Indications pour les blogeurs.euses

Les présentes recommandations ont pour objectif d’aider les blogueurs·euses à aborder ce sujet délicat de la façon la plus prudente possible, afin de renforcer l’efficacité de leur message et de réduire les risques engendrés par une communication non maîtrisée. Avant de publier vos articles, demandez-vous :

Quel est l’objectif de mon article ?

Quand on écrit au sujet du suicide, il est important de se fixer un objectif qui aide à définir les grandes lignes de l’article et à évaluer l’efficacité du message. Voici quelques exemples d’objectifs :

  • Sensibiliser le public au problème du suicide,
  • Aider les personnes en difficulté ou suicidaires,
  • Informer un public spécifique,
  • Aider les personnes endeuillées par le suicide d’un proche.

Quelques exemples d’articles :

  • Expériences personnelles qui se sont soldées par des résultats encourageants et positifs,
  • Récits de tiers mettant l’accent sur l’espoir, l’entraide et la guérison,
  • Récits qui mettent en avant les effets positifs pour un individu, un groupe ou une organisation (suicides évités),
  • Récits qui mettent en avant les ressources et les lignes d’assistance téléphonique publiques,
  • Articles qui présentent les résultats de nouvelles recherches ou des traitements prometteurs,
  • Récits qui encouragent les personnes en difficulté à se faire aider.

À éviter de préférence :

  • Actualités ou récits concernant un suicide, une série de suicides ou une méthode de suicide inhabituelle,
  • Suicides de célébrités. Les jeunes sont très influencés par les célébrités et sont susceptibles de copier leurs actes — il pourrait être intéressant de parler d’une célébrité qui a surmonté ses idéations suicidaires ou qui a survécu à une tentative de suicide,
  • Rumeurs de suicide,
  • Articles qui tentent d’associer un suicide à une cause unique (par exemple le cyberharcèlement), car on a rarement recours au suicide pour une seule raison.

Qui sont mes lecteurs ?

En général, les blogs s’adressent à un public qui, pour des raisons personnelles, s’intéresse à leur contenu. N’oubliez pas que certains de vos lecteurs sont peut-être vulnérables. Évitez de les bombarder avec trop d’informations, de données et de contenus.
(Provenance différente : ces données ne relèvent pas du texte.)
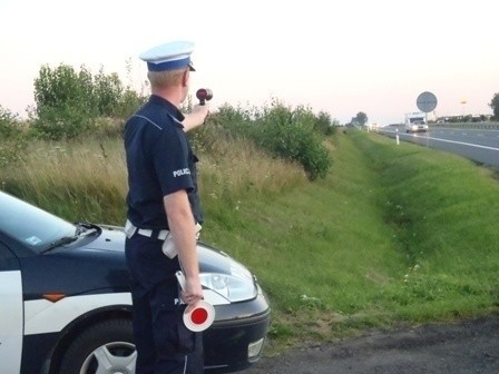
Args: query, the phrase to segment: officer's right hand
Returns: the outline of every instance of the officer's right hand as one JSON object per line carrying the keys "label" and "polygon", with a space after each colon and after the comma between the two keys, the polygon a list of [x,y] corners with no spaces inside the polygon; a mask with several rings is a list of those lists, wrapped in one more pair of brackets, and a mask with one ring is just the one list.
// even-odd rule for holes
{"label": "officer's right hand", "polygon": [[199,277],[188,277],[185,279],[185,288],[182,291],[180,297],[187,304],[185,313],[194,309],[196,304],[204,298]]}

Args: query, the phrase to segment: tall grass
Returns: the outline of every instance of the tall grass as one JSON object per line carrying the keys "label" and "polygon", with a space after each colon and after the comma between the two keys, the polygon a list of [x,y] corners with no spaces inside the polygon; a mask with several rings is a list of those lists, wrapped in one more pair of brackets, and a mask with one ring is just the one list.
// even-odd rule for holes
{"label": "tall grass", "polygon": [[[273,306],[271,342],[499,312],[499,187],[491,171],[351,131],[311,183],[242,140],[200,151],[203,239],[247,265]],[[71,220],[123,224],[120,140],[31,144],[2,189]]]}

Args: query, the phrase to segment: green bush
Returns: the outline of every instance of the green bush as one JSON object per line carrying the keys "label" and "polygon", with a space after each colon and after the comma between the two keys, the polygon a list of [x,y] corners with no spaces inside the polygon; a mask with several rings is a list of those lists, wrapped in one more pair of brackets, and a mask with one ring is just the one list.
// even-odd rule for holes
{"label": "green bush", "polygon": [[0,138],[13,138],[20,132],[18,115],[0,106]]}
{"label": "green bush", "polygon": [[0,168],[21,159],[26,140],[17,114],[0,106]]}
{"label": "green bush", "polygon": [[326,114],[317,117],[307,107],[291,109],[274,100],[260,110],[225,105],[211,121],[228,137],[251,139],[274,157],[300,163],[311,180],[324,178],[332,165],[323,145],[324,136],[334,132]]}

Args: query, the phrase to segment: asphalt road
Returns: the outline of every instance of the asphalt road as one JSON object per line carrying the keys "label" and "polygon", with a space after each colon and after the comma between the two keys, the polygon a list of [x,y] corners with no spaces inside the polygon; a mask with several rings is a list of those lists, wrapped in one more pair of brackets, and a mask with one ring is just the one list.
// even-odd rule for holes
{"label": "asphalt road", "polygon": [[498,374],[499,316],[303,344],[245,374]]}
{"label": "asphalt road", "polygon": [[499,166],[499,130],[430,127],[429,132],[407,134],[402,126],[381,128],[379,132],[391,138],[399,135],[400,141],[411,141],[485,165]]}

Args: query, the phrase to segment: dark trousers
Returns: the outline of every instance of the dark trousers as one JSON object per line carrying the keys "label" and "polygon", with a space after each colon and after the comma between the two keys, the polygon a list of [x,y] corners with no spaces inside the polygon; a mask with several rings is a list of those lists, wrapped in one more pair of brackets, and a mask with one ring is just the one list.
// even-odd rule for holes
{"label": "dark trousers", "polygon": [[135,235],[126,243],[137,347],[136,374],[200,374],[203,342],[185,327],[175,272],[178,260],[162,252],[162,242]]}

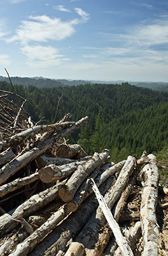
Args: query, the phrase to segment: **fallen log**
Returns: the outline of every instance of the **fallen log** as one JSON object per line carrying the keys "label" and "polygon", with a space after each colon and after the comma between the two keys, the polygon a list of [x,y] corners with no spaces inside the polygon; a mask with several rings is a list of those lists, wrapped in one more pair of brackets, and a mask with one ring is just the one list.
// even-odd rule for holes
{"label": "fallen log", "polygon": [[144,250],[143,256],[158,255],[159,228],[155,209],[158,202],[159,172],[157,159],[148,155],[150,163],[145,165],[141,173],[144,184],[141,205]]}
{"label": "fallen log", "polygon": [[59,166],[53,164],[49,164],[39,170],[39,177],[43,182],[50,183],[68,177],[76,171],[79,165],[85,163],[85,161],[80,161]]}
{"label": "fallen log", "polygon": [[38,173],[35,173],[29,176],[25,177],[24,178],[17,179],[10,183],[3,185],[0,186],[0,197],[3,197],[5,195],[14,191],[15,190],[18,189],[24,186],[32,183],[38,179],[39,174]]}
{"label": "fallen log", "polygon": [[81,118],[71,127],[62,131],[50,139],[40,143],[38,147],[17,157],[14,160],[12,160],[10,163],[3,166],[0,169],[0,185],[4,183],[9,177],[27,165],[31,161],[43,154],[60,138],[66,136],[77,127],[87,122],[87,116]]}
{"label": "fallen log", "polygon": [[0,166],[10,162],[15,157],[15,156],[16,156],[10,148],[8,148],[5,151],[0,153]]}
{"label": "fallen log", "polygon": [[0,236],[8,233],[18,225],[15,219],[19,218],[20,214],[23,214],[23,217],[27,218],[29,215],[57,198],[58,186],[55,185],[39,194],[34,195],[17,209],[4,214],[0,216]]}
{"label": "fallen log", "polygon": [[[111,186],[111,180],[113,178],[110,177],[106,182],[102,184],[100,189],[103,195],[108,191]],[[27,237],[29,241],[28,244],[24,241],[22,244],[24,249],[22,250],[22,253],[25,255],[27,253],[27,250],[31,252],[41,241],[42,241],[46,236],[46,233],[48,233],[48,236],[44,240],[45,246],[43,244],[39,244],[39,246],[36,247],[34,250],[31,253],[30,256],[33,256],[36,253],[40,253],[42,255],[51,255],[50,254],[52,251],[54,250],[55,254],[58,252],[59,250],[65,250],[66,243],[70,240],[72,237],[75,237],[79,232],[81,227],[88,221],[92,213],[96,209],[98,206],[97,200],[95,198],[92,199],[88,202],[85,202],[78,211],[76,212],[73,212],[71,214],[68,218],[61,223],[57,228],[50,234],[49,232],[55,228],[56,225],[62,220],[69,213],[67,211],[66,205],[62,207],[60,207],[57,211],[57,213],[54,213],[52,216],[46,222],[47,224],[43,225],[43,228],[39,227],[38,230],[34,232],[34,236],[31,236]],[[51,222],[51,227],[48,229],[48,222]],[[49,224],[48,224],[49,225]],[[36,233],[36,236],[35,236]],[[39,236],[40,234],[40,236]],[[40,236],[40,237],[39,237]],[[38,238],[37,238],[38,237]],[[60,238],[61,237],[61,238]],[[52,246],[51,248],[46,251],[46,247],[50,247],[53,244],[52,241],[56,241],[56,243]],[[40,239],[40,240],[39,240]],[[36,245],[34,245],[36,243]],[[47,246],[46,246],[47,244]],[[31,246],[31,248],[29,246]],[[19,246],[19,245],[18,245]],[[56,249],[54,248],[56,246]],[[19,248],[21,248],[21,245],[19,246]],[[17,251],[20,253],[19,250]],[[17,255],[21,255],[22,254],[16,254]]]}
{"label": "fallen log", "polygon": [[[125,161],[118,163],[118,164],[106,169],[102,173],[100,174],[95,180],[97,186],[99,188],[108,177],[113,175],[117,171],[121,170],[125,163]],[[103,166],[102,168],[104,169],[104,166]],[[91,175],[92,174],[92,173],[91,173]],[[89,179],[95,179],[95,176],[94,176],[94,173],[93,175],[89,177],[87,180],[85,180],[83,182],[79,189],[76,193],[73,199],[67,204],[67,209],[69,209],[69,211],[71,212],[76,211],[81,202],[92,194],[93,191],[91,184],[90,184],[90,186],[88,186],[88,180]]]}
{"label": "fallen log", "polygon": [[[109,208],[112,208],[125,186],[136,164],[136,159],[129,156],[120,172],[115,184],[105,195],[106,202]],[[86,248],[86,253],[95,248],[98,240],[99,230],[105,225],[106,218],[99,207],[95,214],[92,214],[81,232],[78,236],[76,241],[82,243]],[[92,255],[92,254],[90,254]]]}
{"label": "fallen log", "polygon": [[83,180],[97,167],[107,161],[109,156],[108,150],[102,153],[95,153],[93,157],[83,165],[80,165],[65,185],[59,188],[59,194],[64,202],[70,202]]}
{"label": "fallen log", "polygon": [[83,149],[78,145],[62,144],[56,150],[57,156],[62,158],[79,159],[86,156]]}

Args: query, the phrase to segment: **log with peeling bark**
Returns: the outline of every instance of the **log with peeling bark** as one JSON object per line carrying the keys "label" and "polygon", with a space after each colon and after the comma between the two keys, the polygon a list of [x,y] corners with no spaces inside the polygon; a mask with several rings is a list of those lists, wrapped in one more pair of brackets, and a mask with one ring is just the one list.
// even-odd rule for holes
{"label": "log with peeling bark", "polygon": [[[129,177],[132,173],[136,165],[136,159],[129,156],[123,166],[119,176],[109,191],[105,195],[105,200],[109,208],[112,208],[115,203],[122,192]],[[97,243],[99,237],[99,230],[106,225],[106,218],[99,207],[95,214],[93,214],[81,232],[79,234],[76,241],[81,243],[86,248],[86,253],[94,255],[93,249]],[[89,254],[89,255],[90,255]]]}
{"label": "log with peeling bark", "polygon": [[102,153],[95,153],[93,157],[86,163],[78,166],[65,185],[59,189],[59,196],[64,202],[70,202],[83,180],[102,163],[107,161],[109,151],[104,150]]}
{"label": "log with peeling bark", "polygon": [[[122,161],[122,162],[114,164],[110,168],[108,168],[104,172],[102,172],[102,173],[100,174],[95,180],[97,187],[99,188],[108,177],[113,175],[115,172],[121,170],[125,163],[125,160]],[[109,165],[108,165],[108,166],[109,166]],[[104,166],[103,166],[103,168],[104,170]],[[67,208],[71,212],[74,212],[76,211],[81,202],[83,200],[85,200],[93,192],[91,184],[90,184],[90,186],[88,186],[89,179],[95,179],[95,177],[94,174],[93,175],[92,175],[92,173],[91,173],[91,176],[88,177],[88,179],[84,181],[82,185],[80,187],[73,199],[67,204]]]}
{"label": "log with peeling bark", "polygon": [[39,170],[39,177],[43,182],[50,183],[69,176],[75,172],[79,165],[86,163],[86,161],[80,161],[61,166],[55,164],[47,165]]}
{"label": "log with peeling bark", "polygon": [[62,158],[79,159],[86,156],[83,149],[78,144],[62,144],[56,151],[57,156]]}
{"label": "log with peeling bark", "polygon": [[0,186],[0,197],[4,196],[5,195],[10,192],[14,191],[20,188],[28,185],[39,179],[38,173],[32,173],[29,176],[24,178],[18,178]]}
{"label": "log with peeling bark", "polygon": [[141,205],[141,221],[142,225],[144,250],[143,256],[158,255],[159,228],[155,209],[158,202],[159,172],[157,159],[148,155],[150,163],[142,170],[143,190]]}
{"label": "log with peeling bark", "polygon": [[7,148],[5,151],[0,153],[0,166],[10,162],[15,156],[10,148]]}
{"label": "log with peeling bark", "polygon": [[53,200],[58,198],[58,185],[34,195],[17,209],[0,216],[0,236],[8,233],[18,225],[15,220],[20,214],[26,218]]}
{"label": "log with peeling bark", "polygon": [[73,125],[59,132],[51,139],[48,139],[46,141],[40,143],[38,147],[26,152],[22,155],[18,156],[14,160],[3,166],[0,169],[0,184],[4,184],[8,178],[27,165],[31,161],[43,154],[60,138],[68,135],[77,127],[87,122],[87,116],[81,118],[80,120],[76,122]]}

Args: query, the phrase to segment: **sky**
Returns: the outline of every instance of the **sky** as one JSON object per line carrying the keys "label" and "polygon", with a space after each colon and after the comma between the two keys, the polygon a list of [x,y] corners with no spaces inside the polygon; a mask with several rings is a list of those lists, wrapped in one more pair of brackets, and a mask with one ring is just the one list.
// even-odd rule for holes
{"label": "sky", "polygon": [[167,0],[0,0],[0,76],[168,82]]}

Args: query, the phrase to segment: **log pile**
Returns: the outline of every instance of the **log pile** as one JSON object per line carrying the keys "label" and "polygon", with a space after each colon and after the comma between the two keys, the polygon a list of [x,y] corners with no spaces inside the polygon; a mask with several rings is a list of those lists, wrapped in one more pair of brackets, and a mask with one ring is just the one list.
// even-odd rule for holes
{"label": "log pile", "polygon": [[167,190],[155,156],[118,163],[107,149],[87,156],[66,137],[87,116],[35,124],[2,93],[1,256],[167,255],[158,211],[167,212]]}

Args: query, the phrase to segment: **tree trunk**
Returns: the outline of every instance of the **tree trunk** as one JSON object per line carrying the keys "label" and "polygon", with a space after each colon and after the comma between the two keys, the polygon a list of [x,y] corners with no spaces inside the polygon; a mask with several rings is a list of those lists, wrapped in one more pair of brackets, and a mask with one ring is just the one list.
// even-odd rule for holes
{"label": "tree trunk", "polygon": [[144,251],[143,256],[158,255],[159,229],[155,209],[158,202],[159,172],[157,159],[153,155],[148,155],[150,163],[142,170],[144,180],[141,205]]}
{"label": "tree trunk", "polygon": [[83,150],[78,144],[62,144],[57,148],[56,154],[59,157],[69,158],[69,159],[79,159],[86,156]]}
{"label": "tree trunk", "polygon": [[10,162],[14,157],[15,157],[15,154],[10,148],[8,148],[6,150],[0,153],[0,166]]}
{"label": "tree trunk", "polygon": [[70,175],[75,172],[80,164],[83,164],[85,161],[81,161],[70,164],[57,166],[55,164],[49,164],[39,170],[39,177],[45,183],[50,183]]}
{"label": "tree trunk", "polygon": [[44,153],[60,138],[65,137],[72,132],[78,127],[87,122],[87,116],[81,118],[71,127],[62,131],[53,136],[51,139],[40,143],[39,147],[35,147],[23,154],[22,156],[17,157],[14,160],[2,167],[0,169],[0,185],[4,183],[8,178],[27,165],[31,161]]}
{"label": "tree trunk", "polygon": [[18,178],[16,180],[0,186],[0,196],[3,197],[10,192],[14,191],[20,188],[34,182],[39,179],[38,173],[31,174],[24,178]]}
{"label": "tree trunk", "polygon": [[61,199],[64,202],[71,201],[83,180],[95,168],[106,162],[108,156],[108,150],[104,150],[102,153],[95,154],[93,157],[84,164],[80,165],[66,184],[59,187],[59,193]]}
{"label": "tree trunk", "polygon": [[[101,184],[102,184],[109,177],[113,175],[115,172],[120,170],[123,167],[125,163],[125,161],[118,163],[118,164],[116,164],[106,169],[102,173],[100,174],[95,180],[97,187],[99,188]],[[103,166],[103,168],[104,168],[104,166]],[[92,194],[92,193],[93,193],[91,184],[88,186],[89,179],[95,179],[95,176],[94,176],[94,173],[93,175],[92,175],[92,173],[91,173],[91,175],[87,179],[87,180],[83,182],[79,189],[76,193],[73,200],[67,204],[67,208],[71,212],[74,212],[76,211],[81,202],[83,200],[85,200],[90,195]]]}
{"label": "tree trunk", "polygon": [[58,186],[55,185],[39,194],[34,195],[16,209],[2,215],[0,216],[0,235],[3,236],[17,227],[18,223],[15,219],[17,219],[20,214],[26,218],[57,198]]}
{"label": "tree trunk", "polygon": [[[106,202],[109,208],[112,208],[122,193],[130,175],[133,172],[135,164],[135,158],[129,156],[116,182],[105,195]],[[106,223],[106,218],[101,207],[99,207],[96,214],[91,216],[81,233],[78,235],[76,241],[83,243],[87,250],[91,250],[94,249],[99,239],[99,230],[101,227],[104,226]]]}

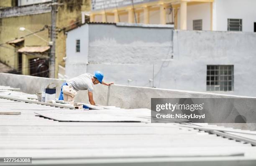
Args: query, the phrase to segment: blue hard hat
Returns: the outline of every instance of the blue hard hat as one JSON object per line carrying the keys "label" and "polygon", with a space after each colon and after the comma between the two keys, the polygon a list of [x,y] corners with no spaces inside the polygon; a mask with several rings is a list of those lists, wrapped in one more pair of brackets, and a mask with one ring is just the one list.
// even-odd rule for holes
{"label": "blue hard hat", "polygon": [[103,80],[103,78],[104,76],[103,75],[103,73],[100,71],[96,71],[94,72],[94,76],[97,78],[97,80],[99,80],[99,82],[100,83],[102,83],[102,80]]}

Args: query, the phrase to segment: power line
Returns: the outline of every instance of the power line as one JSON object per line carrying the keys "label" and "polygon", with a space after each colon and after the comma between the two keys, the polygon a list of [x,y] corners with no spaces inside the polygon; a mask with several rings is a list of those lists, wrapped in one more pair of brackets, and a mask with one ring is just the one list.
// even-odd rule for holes
{"label": "power line", "polygon": [[27,35],[24,35],[24,36],[23,36],[20,37],[19,37],[19,38],[14,38],[14,39],[11,40],[10,40],[7,41],[6,41],[6,42],[4,42],[4,43],[2,43],[0,44],[0,46],[1,46],[1,45],[4,45],[4,44],[8,44],[8,42],[10,42],[10,41],[13,41],[13,40],[16,40],[16,39],[21,39],[21,38],[26,38],[26,37],[28,37],[28,36],[30,36],[31,35],[33,35],[33,34],[35,34],[35,33],[38,33],[38,32],[40,32],[42,31],[43,30],[45,30],[45,28],[46,28],[46,27],[48,27],[48,26],[47,26],[47,25],[45,25],[45,26],[44,27],[44,28],[43,28],[41,29],[41,30],[38,30],[38,31],[36,31],[36,32],[33,32],[33,33],[29,33],[29,34],[27,34]]}

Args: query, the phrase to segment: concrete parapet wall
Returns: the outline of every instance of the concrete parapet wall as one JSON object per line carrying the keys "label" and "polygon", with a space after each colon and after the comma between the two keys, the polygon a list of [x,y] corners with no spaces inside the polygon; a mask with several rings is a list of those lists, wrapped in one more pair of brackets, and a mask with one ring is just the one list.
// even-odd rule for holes
{"label": "concrete parapet wall", "polygon": [[[34,77],[28,75],[0,73],[0,86],[10,86],[20,88],[22,92],[35,94],[51,83],[58,84],[56,97],[59,93],[60,86],[65,80]],[[225,98],[247,97],[198,92],[195,91],[159,89],[152,88],[114,85],[108,87],[100,84],[94,86],[93,96],[97,104],[115,106],[124,108],[147,108],[151,109],[151,98]],[[75,98],[77,102],[89,103],[87,91],[78,91]],[[245,111],[246,110],[244,111]],[[221,118],[223,115],[220,114],[215,118]],[[239,112],[241,115],[245,113]],[[220,125],[220,124],[218,124]],[[221,123],[221,125],[244,129],[256,130],[255,123]]]}
{"label": "concrete parapet wall", "polygon": [[[56,97],[65,80],[29,75],[0,73],[0,86],[20,88],[23,92],[35,94],[50,83],[58,84]],[[115,106],[124,108],[151,108],[151,98],[221,98],[247,97],[234,95],[113,85],[110,87],[94,86],[94,98],[96,104]],[[88,103],[87,91],[79,91],[77,102]],[[108,102],[108,103],[107,103]]]}

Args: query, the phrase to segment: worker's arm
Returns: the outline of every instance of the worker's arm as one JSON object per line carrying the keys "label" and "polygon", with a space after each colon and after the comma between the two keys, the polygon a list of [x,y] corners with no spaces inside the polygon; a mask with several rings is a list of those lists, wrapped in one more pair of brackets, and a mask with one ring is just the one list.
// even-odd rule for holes
{"label": "worker's arm", "polygon": [[104,82],[104,81],[102,80],[102,83],[101,84],[102,84],[105,85],[107,86],[110,86],[110,85],[111,85],[111,84],[114,84],[114,83],[105,83],[105,82]]}
{"label": "worker's arm", "polygon": [[92,93],[90,92],[88,92],[88,97],[89,98],[89,102],[92,105],[95,106],[95,102],[93,100],[93,96],[92,96]]}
  • Qui est susceptible de lire cet article ?
  • Est-ce que je m’exprime dans un langage adapté pour toucher ce public ?
  • Mes lecteurs comprendront-ils le message que j’essaie de faire passer ?

Est-ce que je veux informer mes lecteurs, les encourager à agir ou les deux ?

Vous pouvez utiliser votre blog pour informer votre public et/ou l’inciter à agir. Que pouvez-vous apprendre à vos lecteurs ou les encourager à faire ? Vous pouvez par exemple leur suggérer :

  • de se faire aider en cas de besoin,
  • d’acquérir des connaissances sur le suicide (ex. : signaux d’alarme et facteurs de risque de suicide),
  • de soutenir une cause ou une campagne spécifique.

Mon article de blog a-t-il obtenu le résultat escompté ?

Observez les réactions suscitées par votre article. Si vous ne l’avez pas déjà fait, mettez en place un système qui vous permette de connaître l’avis de vos lecteurs.

  • Est-il possible de donner une note à votre blog ?
  • Les commentaires sont-ils autorisés ?
  • Les avis sur l’article sont-ils ouverts ?

Je suis un.e blogeur.euse invité.e

Bien souvent, les blogueurs·euses invité·e·s (les personnes qui contribuent à un post qui n’est pas le leur) n’ont aucun contrôle sur la version finale du texte, sur la ou les images publiées et sur le choix du titre. Vous pouvez néanmoins prendre certaines mesures pour vous assurer que vos intentions de départ sont respectées.

Engagez le dialogue

L’équipe rédactionnelle ne connaît pas nécessairement les précautions à prendre pour parler du suicide. Invitez-les à consulter ce site puis recontactez-les pour vous assurer qu’ils ont compris l’importance d’un traitement médiatique prudent.

Soyez proactifs

Lorsque vous soumettez votre article, suggérez plusieurs titres appropriés et non sensationnalistes, ainsi que des exemples d’images non explicites. Insistez pour que le.la responsable vous contacte ou consulte un spécialiste de la prévention du suicide et/ou du traitement médiatique s’il décide de changer le titre ou les images avant publication.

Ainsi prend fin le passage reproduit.